# Pics of my pony



## 3bays (May 18, 2011)

I havent posted much since joining the forum but thought I'd post a few pics of my pony, Munchie. I just got him in February and havent done alot with him yet. When I got him he was a mess and about 75 pounds overweight. He is Insulin Resistant and I've been trying to get his weight down so this is how he looks today. The pictue of him harnessed is the first day I harnessed him-- he isnt quite as broke as I was led to believe



but we'll get there! The other pics are after I clipped him, still have to go over him again to get rid of the 'lines' but he looks so much better. He's very sweet, about 36" high and 4-5 years old. Im not sure if he's a mini or a pony? lol Anyway....my project pony!


----------



## wingnut (May 18, 2011)

He's a cutie...love his coloring!!!





. At 36" he's a miniature....B sized



At least from what I've been told/read.


----------



## leeapachemoon (May 18, 2011)

He looks great! Have fun with him.


----------



## fourluckyhorseshoes (May 19, 2011)

I like your name- 3bays-- we have 4 bays. I finally got a Haflinger horse and a sorrel pinto mini-its nice to see a different color in the herd besides a sea of brown.


----------



## candycar (May 19, 2011)

He is cute! I love the stocky type minis best. Have a great time with him!


----------



## Marsha Cassada (May 22, 2011)

Very handsome boy and one of my favorite colors! He looks as though he enjoys his driving job.
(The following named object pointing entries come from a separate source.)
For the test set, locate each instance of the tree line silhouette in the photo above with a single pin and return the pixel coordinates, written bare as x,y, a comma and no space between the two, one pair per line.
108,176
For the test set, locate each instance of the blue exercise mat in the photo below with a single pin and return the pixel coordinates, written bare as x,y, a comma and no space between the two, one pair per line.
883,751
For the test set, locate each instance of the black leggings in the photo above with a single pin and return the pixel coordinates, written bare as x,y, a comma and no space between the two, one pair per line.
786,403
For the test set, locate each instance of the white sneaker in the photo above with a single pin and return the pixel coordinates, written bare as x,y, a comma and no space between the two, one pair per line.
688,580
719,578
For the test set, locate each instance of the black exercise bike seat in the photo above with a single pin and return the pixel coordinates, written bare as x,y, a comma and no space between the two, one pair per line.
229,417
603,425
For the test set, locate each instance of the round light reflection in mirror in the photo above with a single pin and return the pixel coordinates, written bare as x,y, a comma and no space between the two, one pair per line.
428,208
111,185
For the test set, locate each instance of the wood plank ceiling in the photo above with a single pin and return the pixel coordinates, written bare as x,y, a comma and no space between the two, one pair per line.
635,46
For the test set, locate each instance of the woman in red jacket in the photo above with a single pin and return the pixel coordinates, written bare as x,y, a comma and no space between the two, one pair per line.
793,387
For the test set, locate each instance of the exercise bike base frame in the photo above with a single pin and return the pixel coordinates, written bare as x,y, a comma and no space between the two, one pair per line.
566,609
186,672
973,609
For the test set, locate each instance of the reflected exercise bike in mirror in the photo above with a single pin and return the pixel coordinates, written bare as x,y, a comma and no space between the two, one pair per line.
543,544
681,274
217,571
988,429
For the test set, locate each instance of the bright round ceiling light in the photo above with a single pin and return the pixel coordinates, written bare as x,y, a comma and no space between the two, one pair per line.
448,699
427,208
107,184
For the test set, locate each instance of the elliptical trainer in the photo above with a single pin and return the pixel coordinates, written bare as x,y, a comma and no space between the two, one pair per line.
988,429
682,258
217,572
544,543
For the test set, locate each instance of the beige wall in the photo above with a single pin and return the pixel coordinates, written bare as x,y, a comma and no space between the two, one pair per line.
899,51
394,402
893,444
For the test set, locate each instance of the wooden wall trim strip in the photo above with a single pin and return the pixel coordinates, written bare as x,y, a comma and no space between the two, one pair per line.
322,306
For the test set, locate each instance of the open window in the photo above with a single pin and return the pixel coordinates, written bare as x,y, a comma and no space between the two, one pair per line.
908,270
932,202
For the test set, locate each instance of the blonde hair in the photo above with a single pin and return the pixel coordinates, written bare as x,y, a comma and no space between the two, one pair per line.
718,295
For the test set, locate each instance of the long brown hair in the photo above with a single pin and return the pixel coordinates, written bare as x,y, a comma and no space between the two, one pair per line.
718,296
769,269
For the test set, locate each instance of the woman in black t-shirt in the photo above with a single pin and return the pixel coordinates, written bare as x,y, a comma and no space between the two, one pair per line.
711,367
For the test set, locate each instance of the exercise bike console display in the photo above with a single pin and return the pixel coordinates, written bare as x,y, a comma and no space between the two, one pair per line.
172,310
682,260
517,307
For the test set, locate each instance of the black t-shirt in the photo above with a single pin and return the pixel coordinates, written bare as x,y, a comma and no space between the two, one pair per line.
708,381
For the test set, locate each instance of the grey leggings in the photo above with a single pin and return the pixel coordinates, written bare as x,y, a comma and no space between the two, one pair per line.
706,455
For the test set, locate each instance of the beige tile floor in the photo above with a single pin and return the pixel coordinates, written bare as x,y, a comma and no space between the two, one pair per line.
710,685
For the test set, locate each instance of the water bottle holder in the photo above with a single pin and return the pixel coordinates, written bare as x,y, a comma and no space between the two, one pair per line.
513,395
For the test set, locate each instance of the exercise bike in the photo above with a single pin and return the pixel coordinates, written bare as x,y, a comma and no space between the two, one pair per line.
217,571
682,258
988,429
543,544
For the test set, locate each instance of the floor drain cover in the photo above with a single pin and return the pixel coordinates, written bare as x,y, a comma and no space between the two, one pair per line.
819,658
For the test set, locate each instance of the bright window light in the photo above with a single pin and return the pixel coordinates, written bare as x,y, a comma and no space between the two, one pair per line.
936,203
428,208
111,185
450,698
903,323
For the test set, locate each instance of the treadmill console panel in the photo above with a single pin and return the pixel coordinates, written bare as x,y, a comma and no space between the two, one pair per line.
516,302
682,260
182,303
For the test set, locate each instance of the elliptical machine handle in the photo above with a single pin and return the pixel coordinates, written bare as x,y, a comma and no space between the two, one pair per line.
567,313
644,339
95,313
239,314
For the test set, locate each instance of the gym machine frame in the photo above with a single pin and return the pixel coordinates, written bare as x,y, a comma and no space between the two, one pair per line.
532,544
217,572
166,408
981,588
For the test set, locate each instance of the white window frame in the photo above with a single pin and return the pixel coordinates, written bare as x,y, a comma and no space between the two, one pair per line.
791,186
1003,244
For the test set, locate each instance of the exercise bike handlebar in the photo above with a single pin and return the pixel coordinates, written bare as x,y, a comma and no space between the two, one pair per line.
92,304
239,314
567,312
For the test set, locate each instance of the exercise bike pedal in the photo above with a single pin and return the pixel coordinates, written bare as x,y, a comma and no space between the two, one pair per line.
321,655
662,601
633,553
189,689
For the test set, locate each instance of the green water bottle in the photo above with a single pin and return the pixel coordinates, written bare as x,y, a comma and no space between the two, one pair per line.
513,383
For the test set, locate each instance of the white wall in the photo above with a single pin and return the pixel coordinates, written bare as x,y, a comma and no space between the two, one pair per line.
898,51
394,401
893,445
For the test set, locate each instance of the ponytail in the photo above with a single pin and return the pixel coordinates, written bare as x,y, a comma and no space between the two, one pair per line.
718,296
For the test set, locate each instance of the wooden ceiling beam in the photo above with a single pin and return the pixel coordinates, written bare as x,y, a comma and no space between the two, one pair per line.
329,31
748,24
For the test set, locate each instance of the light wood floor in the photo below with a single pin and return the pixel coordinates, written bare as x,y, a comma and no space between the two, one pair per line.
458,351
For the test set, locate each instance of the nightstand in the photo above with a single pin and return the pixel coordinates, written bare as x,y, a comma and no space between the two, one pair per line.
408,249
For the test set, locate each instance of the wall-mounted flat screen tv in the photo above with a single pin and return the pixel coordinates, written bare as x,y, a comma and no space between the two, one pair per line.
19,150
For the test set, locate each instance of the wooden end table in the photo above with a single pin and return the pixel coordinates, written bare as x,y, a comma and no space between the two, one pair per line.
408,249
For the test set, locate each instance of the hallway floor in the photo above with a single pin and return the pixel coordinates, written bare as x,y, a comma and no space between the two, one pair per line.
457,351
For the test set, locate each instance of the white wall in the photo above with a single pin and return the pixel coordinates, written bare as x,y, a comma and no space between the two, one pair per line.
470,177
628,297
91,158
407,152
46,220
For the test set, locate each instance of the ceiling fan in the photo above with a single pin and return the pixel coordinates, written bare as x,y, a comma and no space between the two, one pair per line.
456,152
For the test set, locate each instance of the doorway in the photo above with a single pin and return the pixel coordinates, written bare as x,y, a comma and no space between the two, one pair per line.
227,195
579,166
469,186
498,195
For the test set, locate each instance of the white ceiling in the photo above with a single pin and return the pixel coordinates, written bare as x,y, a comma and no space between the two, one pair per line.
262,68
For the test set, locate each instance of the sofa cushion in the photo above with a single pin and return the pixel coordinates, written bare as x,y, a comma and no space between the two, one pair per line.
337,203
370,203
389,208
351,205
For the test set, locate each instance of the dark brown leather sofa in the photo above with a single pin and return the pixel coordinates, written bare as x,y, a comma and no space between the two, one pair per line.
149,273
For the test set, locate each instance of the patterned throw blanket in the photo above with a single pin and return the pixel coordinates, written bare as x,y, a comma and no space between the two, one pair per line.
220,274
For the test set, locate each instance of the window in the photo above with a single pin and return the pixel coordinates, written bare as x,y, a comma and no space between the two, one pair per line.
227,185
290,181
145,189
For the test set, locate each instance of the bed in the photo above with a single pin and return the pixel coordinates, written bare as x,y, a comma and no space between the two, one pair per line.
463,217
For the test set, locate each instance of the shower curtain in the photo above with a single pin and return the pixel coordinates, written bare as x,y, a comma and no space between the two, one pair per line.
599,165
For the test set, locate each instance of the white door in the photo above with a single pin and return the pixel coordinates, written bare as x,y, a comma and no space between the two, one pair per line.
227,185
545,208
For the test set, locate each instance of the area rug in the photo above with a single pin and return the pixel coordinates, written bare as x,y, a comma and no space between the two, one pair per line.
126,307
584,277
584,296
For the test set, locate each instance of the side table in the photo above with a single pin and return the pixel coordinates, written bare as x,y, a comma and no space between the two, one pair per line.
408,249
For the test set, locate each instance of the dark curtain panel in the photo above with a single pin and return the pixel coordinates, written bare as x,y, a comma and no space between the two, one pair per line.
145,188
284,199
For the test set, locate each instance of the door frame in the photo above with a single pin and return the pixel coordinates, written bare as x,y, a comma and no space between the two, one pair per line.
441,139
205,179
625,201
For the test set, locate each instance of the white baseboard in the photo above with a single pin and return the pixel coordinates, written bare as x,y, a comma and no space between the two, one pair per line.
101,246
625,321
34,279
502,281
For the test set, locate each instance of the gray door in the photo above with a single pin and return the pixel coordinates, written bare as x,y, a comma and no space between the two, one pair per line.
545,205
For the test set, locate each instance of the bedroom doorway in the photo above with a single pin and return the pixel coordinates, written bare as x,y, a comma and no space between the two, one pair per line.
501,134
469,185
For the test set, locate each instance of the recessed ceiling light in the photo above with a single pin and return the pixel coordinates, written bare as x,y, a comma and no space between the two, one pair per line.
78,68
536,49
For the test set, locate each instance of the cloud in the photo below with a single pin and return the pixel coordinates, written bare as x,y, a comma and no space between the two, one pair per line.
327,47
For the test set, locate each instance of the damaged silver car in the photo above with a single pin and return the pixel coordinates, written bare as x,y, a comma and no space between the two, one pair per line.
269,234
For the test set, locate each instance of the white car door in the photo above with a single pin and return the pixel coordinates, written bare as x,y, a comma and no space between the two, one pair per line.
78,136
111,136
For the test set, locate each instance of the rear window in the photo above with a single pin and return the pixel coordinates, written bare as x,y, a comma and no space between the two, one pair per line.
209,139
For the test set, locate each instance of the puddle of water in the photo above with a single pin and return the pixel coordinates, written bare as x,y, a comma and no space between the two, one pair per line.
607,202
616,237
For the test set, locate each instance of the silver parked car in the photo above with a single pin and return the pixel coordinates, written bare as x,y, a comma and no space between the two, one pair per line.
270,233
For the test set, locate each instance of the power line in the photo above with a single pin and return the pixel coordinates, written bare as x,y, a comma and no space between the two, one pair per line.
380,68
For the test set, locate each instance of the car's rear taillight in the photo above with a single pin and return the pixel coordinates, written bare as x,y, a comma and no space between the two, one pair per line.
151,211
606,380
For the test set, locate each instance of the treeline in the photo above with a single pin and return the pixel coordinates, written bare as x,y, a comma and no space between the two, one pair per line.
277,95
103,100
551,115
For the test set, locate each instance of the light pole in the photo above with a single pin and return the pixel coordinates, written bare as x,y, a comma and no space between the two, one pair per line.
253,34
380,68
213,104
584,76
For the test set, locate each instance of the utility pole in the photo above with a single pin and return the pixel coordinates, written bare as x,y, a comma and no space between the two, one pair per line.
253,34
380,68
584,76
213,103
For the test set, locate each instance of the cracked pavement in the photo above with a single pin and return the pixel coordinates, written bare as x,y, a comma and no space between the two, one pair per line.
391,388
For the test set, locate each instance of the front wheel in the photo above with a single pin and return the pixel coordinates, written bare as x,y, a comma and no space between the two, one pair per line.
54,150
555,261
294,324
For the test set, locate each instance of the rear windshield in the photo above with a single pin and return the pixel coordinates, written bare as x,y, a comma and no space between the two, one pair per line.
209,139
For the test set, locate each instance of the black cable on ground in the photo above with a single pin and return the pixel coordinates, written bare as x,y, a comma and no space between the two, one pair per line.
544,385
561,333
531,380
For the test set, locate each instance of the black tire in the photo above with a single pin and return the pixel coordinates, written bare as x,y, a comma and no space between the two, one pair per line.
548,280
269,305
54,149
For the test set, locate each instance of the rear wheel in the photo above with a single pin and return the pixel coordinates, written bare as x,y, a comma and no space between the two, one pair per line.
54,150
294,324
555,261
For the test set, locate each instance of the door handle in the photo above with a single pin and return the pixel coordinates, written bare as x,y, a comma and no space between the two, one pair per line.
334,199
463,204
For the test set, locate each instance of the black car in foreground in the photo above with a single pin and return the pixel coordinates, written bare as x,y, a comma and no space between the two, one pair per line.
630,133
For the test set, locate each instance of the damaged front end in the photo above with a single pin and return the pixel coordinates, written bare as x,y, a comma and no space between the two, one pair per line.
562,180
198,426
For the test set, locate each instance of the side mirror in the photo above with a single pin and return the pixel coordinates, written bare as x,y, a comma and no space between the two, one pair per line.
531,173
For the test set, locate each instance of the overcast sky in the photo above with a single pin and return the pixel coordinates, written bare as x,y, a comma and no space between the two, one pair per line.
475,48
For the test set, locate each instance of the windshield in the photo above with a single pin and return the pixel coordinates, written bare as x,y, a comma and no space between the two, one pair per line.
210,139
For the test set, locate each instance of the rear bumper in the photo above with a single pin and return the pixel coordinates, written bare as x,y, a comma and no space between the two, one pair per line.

Did you know he was IR when you got him? That is a challenge!


----------



## 3bays (May 22, 2011)

Thanks, guys. This is my first pony in......40+ years. I have had Arabs and currently have Standardbreds, which is a whole other ballgame.



He's a pretty nice pony though, and has already stolen my heart. I didnt know he was IR when I got him, but I did know that he was very, very overweight. I had the vet come out 3 days after I brought him home and the first thing he said was we need to do some bloodwork and he needs to lose about #75. The bloodwork came back borderline IR. So,,,,,he's been off grass and started giving him a product called Target IR along with free choice grass hay. I taped him when I got him and he was #425 give or take a few pounds. Last week he taped at #349 and I think he looks pretty good there. The vet hasnt seen him since his weight loss, so Im eager for him to see how good he looks now. Working on starting to drive him now. He's not as broke to drive as I was led to believe, so Im starting at the beginning and may send him out to be trained. Didnt really have any plans to show him when I got him, but.......


----------



## lucky seven (May 22, 2011)

Good luck with the insolin resistance, my riding mare had that and went into cushings, then foundered badly, put her down she was in so much pain. Our vet recommended purina well solve weight control. Pergolide didn't work at all. Love his looks, my mini looks like a small qh. I also have standardbreds (1 now) love him dearly. He is my very first horse. M y boy isn't trained to drive at all.


----------



## Tremor (May 22, 2011)

Aww! Look at the chub on his legs!





Do you have any pictures of him from before his weight loss?





Have you thought about using sweats for him while working with him? I think they should help with his belly, neck, and shoulders.

You look like you're doing good with him!


----------



## 3bays (May 23, 2011)

Thank you, Im trying hard! Here is a pic of him about a week after I got him:



Tremor said:


> Aww! Look at the chub on his legs!
> 
> 
> 
> ...


----------



## lucky seven (May 23, 2011)

wow, they really over fed him! Looks so much better now you did great with him


----------